Thatcher has been teaching history for 10 years at the high school and middle school levels. During that time he has assisted or been head coach in football, boys and girls basketball and track and field in both middle school and high school.
“I bit off more than I could chew,” said Thatcher. “I was coaching four sports a year. I had to cut back, so I chose basketball.”
When asked why he coaches, Thatcher explained, “I’ve always wanted to work with kids and I’ve always liked sports.”
Thatcher’s philosophy on the game is that sports are there to teach children.
“Sports provide opportunities for kids to not only improve physical talents and abilities, but to help them develop social communication to develop dealing with adversity and to set goals and achieve them.”
Sports aren’t just physical; if they were, a lot more people would do it.
“There is so much more pressure — especially when you get up into the varsity level,” Thatcher said. “It takes cooperation and self-sacrifice if your team is going to succeed.”
Thatcher puts a lot of emphasis on education and holds it above the sport, especially at the varsity level.
“It is more important to get a diploma than a state title. Don’t get me wrong, I like state titles, I’ve been part of a couple and it is a great accomplishment,” said Thatcher. “But it doesn’t mean anything if the kid doesn’t get through high school.”
He holds the kids accountable to more than just eligibility requirements. If anyone has a “D” or “F” there is more conditioning during practice as discipline. Those that struggle in school are taken into account.

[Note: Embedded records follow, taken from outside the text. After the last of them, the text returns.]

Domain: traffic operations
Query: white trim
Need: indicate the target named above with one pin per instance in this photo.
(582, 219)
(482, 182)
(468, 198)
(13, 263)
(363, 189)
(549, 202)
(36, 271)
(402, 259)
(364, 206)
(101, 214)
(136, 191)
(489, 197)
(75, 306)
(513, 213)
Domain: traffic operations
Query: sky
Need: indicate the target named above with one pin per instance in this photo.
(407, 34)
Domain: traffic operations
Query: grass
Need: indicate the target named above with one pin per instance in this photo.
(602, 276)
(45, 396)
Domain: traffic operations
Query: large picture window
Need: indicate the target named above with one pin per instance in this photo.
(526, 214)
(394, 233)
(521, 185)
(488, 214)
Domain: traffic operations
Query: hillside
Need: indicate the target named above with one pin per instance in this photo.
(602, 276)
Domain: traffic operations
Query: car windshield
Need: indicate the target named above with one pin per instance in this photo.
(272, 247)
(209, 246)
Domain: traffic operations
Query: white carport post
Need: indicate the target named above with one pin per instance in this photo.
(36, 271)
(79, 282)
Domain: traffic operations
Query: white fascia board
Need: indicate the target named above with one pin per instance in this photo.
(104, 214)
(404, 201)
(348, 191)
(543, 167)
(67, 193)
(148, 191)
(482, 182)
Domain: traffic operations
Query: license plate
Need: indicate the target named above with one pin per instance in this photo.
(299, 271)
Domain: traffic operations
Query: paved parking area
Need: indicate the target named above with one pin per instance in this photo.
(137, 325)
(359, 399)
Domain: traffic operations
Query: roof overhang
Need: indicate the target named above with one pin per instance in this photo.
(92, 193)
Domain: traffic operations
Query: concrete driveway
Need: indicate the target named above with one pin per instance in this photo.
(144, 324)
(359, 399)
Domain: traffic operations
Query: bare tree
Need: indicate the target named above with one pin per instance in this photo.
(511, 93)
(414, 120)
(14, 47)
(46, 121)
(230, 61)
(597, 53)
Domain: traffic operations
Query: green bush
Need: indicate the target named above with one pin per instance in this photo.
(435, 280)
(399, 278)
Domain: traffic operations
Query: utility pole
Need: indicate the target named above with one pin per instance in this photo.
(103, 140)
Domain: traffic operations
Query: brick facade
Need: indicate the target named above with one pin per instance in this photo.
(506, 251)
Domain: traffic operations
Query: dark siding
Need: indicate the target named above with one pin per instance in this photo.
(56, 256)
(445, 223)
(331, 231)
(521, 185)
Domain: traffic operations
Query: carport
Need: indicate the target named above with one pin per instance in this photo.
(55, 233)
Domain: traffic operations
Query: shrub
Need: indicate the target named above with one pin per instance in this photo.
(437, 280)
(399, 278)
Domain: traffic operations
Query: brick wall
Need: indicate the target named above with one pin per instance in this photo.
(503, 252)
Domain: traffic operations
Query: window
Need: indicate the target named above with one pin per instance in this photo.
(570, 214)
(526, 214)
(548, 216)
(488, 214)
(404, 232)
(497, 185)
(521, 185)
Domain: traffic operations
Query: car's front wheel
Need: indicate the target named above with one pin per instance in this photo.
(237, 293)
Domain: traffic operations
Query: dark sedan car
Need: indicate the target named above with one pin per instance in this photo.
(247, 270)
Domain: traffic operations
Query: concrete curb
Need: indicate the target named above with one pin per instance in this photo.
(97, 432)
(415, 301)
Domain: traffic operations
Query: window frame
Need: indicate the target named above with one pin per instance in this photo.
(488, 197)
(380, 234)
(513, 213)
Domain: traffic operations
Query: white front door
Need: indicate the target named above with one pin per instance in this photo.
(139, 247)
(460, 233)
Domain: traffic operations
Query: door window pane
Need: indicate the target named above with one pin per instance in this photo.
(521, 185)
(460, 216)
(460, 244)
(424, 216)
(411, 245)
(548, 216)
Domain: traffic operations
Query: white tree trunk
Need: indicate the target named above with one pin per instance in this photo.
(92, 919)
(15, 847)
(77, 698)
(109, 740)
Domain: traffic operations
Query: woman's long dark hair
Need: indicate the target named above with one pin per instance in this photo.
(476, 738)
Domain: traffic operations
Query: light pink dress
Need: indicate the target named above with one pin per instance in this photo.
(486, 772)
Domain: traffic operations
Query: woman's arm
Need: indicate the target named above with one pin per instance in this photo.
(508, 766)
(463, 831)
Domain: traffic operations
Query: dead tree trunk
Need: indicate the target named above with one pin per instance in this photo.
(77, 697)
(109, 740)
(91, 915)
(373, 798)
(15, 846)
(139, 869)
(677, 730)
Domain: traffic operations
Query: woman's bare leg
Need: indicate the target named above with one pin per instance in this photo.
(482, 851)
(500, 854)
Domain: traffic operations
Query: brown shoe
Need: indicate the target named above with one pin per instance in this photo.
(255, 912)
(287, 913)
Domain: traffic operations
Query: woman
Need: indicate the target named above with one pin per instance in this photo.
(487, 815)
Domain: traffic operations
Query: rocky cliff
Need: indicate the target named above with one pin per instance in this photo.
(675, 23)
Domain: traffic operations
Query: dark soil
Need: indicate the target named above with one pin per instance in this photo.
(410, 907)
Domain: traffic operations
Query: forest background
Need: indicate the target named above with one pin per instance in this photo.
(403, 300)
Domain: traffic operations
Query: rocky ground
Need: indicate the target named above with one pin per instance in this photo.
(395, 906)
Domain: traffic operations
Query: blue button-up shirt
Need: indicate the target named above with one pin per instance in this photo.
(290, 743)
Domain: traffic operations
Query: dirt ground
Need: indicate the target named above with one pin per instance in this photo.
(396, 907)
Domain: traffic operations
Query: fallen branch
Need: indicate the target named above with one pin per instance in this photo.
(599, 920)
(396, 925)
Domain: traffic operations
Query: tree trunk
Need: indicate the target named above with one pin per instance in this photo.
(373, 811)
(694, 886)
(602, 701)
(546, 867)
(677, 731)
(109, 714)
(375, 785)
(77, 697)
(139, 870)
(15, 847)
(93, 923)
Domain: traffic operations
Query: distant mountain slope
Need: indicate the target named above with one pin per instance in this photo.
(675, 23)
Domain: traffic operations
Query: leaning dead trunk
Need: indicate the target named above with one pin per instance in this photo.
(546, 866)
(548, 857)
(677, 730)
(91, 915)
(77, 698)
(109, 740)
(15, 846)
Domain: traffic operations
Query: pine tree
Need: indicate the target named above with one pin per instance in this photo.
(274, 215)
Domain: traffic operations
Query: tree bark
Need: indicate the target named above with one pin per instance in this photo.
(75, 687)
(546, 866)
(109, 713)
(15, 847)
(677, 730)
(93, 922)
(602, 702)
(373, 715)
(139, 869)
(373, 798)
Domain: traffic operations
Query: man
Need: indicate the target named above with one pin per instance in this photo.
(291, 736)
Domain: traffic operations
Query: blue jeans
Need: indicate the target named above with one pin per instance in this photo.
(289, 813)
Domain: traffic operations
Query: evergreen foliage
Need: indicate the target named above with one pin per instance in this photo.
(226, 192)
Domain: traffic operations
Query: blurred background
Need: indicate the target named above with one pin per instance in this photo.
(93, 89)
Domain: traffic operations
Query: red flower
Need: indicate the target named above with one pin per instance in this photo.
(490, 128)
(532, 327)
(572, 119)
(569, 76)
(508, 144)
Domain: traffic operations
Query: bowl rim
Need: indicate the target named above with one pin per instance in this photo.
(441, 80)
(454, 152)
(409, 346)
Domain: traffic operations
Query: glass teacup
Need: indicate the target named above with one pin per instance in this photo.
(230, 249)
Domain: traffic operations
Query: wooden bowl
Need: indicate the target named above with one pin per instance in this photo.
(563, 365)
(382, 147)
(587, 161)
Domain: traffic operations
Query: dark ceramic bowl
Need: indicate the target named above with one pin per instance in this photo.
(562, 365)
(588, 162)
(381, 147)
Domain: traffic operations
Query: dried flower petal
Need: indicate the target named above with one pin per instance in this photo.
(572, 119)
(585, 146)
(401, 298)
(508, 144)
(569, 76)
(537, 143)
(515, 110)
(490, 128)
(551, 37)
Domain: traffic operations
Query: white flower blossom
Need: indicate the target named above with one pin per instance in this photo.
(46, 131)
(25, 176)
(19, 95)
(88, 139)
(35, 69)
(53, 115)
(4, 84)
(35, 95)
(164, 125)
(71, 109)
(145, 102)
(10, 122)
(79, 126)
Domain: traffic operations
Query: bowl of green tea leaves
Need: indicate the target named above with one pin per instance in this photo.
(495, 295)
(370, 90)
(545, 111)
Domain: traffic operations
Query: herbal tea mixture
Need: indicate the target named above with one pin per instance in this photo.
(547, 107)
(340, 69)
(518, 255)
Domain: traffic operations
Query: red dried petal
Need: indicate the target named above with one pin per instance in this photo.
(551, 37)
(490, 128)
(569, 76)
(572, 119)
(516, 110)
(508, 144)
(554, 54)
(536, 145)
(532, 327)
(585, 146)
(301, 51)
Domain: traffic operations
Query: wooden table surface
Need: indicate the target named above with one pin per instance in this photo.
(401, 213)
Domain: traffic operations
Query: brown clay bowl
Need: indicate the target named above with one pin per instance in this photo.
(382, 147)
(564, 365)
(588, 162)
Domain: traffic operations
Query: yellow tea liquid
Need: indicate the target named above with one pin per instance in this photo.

Thatcher also admires those that put forth extra effort — that doesn’t get overlooked.
“If the kids are working hard we can deal with whatever the end result of the game is,” Thatcher replied. “If the kids will give me everything they’ve got, I will do the same.”
Only two kids with any varsity experience are returning to the team this season; there are eight freshmen and the rest played JV. The freshmen are going to very busy with 14 games in the season, for which assistant coach Matt Stewart will be traveling and coaching. Most will be sitting and playing in the JV games; some will be sitting on the varsity bench.
Thatcher predicts that the team has a good chance to go into state play within the top three even though the team lost a great group of seniors last year.
“These kids have come in and absolutely given me a new motivation to do big things,” he said. “With Wyoming Indian and Lovell being the two teams that returned the most talent this year and also finishing one and two last year, they are looking like the team to beat.”
“We are going to have some learning moments, especially early in the season when we are playing a lot of 3A and 4A teams,” he continued. “I think it will take about three weeks to figure things out and find our identity. My goal would be to split with the Wyoming Indians. We have the kids that can run with them,” said Thatcher. “I think we are going to be good and we have a chance if we play hard and keep people healthy.”